TLDR
- Brent crude fell over 1% to $71.10 a barrel on Monday
- OPEC+ agreed to raise output by 188,000 barrels per day from August
- Shipping through the Strait of Hormuz is recovering after the US-Iran interim peace deal
- Global oil demand is forecast to contract by 1.5 million barrels per day in 2026
- Citigroup has flagged the possibility of Brent falling to $60 by year-end
Oil prices dropped on Monday as OPEC+ announced another output increase and shipping through a key Middle East waterway continued to recover.
Brent crude fell $1.02, or 1.41%, to $71.10 a barrel. US West Texas Intermediate dropped 80 cents to $67.89. Both benchmarks have been under pressure for several weeks.

OPEC+ members, led by Saudi Arabia and Russia, agreed on Sunday to raise collective output targets by 188,000 barrels per day starting in August. This follows similar increases already set for June and July.
The group has been rolling back production cuts made in previous years. Seven major member nations backed the latest increase.
Hormuz Shipping Slowly Coming Back Online
The Strait of Hormuz had been closed to tanker traffic during the US-Israeli war on Iran. That disruption had capped actual output from key producers including Saudi Arabia, Kuwait, and Iraq, meaning much of the OPEC+ increase existed only on paper.
🚨OPEC+ TO PUMP MORE OIL AS PRICES RETURN TO PRE-WAR LEVELS
OPEC+ will raise output by another 188,000 barrels per day from August, continuing monthly hikes as the Strait of Hormuz gradually reopens, per Reuters.
The move comes as WTI crude has dropped from above $105 in early… pic.twitter.com/FaKfRi57EC
— Coin Bureau (@coinbureau) July 5, 2026
Oil and gas shipping along a US-protected corridor in the waterway showed signs of recovering on Sunday. A day earlier, a batch of vessels had made unexplained U-turns in the corridor before resuming course.
Gulf oil exports in June jumped more than 3 million barrels from May, exceeding 10 million barrels per day. However, that volume still remains 40% below pre-war levels.
Brent crude collapsed by 30% in the second quarter after Washington and Tehran agreed to an interim peace deal, clearing the way for a gradual resumption of Hormuz traffic.
Supply Climbing as Demand Falls
ANZ Bank now expects global oil demand to contract by 1.5 million barrels per day in 2026. Year-on-year declines could reach 4 million barrels per day in Q2 based on early data.
PVM analysts noted that producers are “selling into a falling market, offering little hope of an imminent price recovery.”
Abu Dhabi National Oil Company has sold around 16 million barrels of crude at wider discounts in spot tenders since June, pointing to a surge in available supply.
Russia’s western port shipments hit a record high in June and are expected to stay at that level in July. Ukraine drone strikes on Russian refineries have forced Moscow to export more crude instead of processing it at home.

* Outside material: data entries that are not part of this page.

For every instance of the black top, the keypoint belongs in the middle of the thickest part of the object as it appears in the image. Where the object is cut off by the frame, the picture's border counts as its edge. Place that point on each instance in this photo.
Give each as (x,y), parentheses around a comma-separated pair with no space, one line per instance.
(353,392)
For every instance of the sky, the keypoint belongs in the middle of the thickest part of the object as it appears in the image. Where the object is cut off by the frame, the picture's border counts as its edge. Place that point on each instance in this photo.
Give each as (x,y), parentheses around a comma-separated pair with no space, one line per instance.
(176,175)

Market structure is also turning bearish. Timespreads for Brent and Dubai have flipped into contango, where prompt contracts trade at a discount to longer-dated ones. Many physical crude grades are also trading below benchmark prices.
Citigroup has flagged the possibility of Brent falling to $60 a barrel by year-end if the current supply and demand trends continue.